Beating the muse away

I was reading some writing prompts on another website and I realized I've never had to use writing prompts. I wonder if I am odd or if there are more people like me. My problem is too many ideas and too many ongoing projects. I usually jot down an idea if it comes to me and then try to beat it away. It can be hard since it keeps wanting to come back. I think I have said here before that I have creative procrastination and come up with other ideas to avoid writing what I should be writing (or avoid editing, which I am doing now by posting this). My husband is good at knowing this and reminds me. "This is creative procrastination," he says when I start on something new. He calls me out every time.

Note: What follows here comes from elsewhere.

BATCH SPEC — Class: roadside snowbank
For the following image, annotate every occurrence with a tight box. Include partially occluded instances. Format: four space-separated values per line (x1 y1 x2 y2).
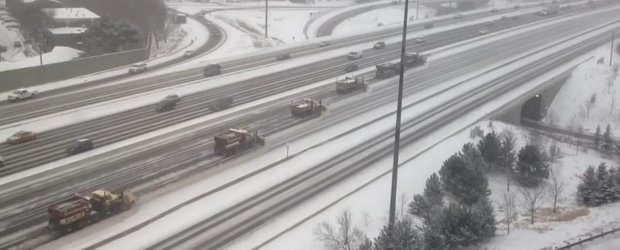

Still, those ideas, those interesting characters in precarious or sad or funny situations, beckon me. They call out to me while I am making supper and whisper "maybe I could say 'no' to him instead of 'yes', how would that make things interesting?" They give me lines I have to run and write down because I know from experience that if I don't write them down, no matter how certain I am that they will stick in my mind, no matter how many times I repeat them, they will be lost if they are not recorded somewhere other than my scattered brain. And once the line is written down, the writer kicks in, the one that follows one line with another then another, and I know I have to write down a couple of other lines and then some notes on possible things that could happen later on. (Possible because I don't know--I don't outline, could never outline, it would take away all the fun of finding out where the stories go, of the twist I never saw coming that takes me somewhere I hadn't ever thought of.) Soon, this new story seems fresh and new and full of potential. The one I am editing or the one with a couple of hundred pages already written seems stale. I just know that if I could start this one story, I could finish it quickly, do one of those complete novels in ten days where your pen cannot stop writing, I hear about from time to time.

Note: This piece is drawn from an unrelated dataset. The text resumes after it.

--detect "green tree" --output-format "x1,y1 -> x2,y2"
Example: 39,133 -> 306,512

But I know the truth. I know that in a month or ten, another idea will come, promising a perfect and magical story, taunting me with all the possibility the unknown and new can bring. So I beat away the muse then try to gently ask it back to help me with the task at hand. When writers say writing is hard work, I think this is what they mean. It is not getting the ideas. It is wrestling the muse to go where you want it to go while asking it to take you somewhere new within the confines of that story. It is sticking with it and rewriting and seeing it through, no matter how many prospects whisper in your ear.

Now, if you'll excuse me, I just have to jot down an idea for a great story that just popped in my head. Just one line, mind you, then I'll get back to my editing. No, honest, I will.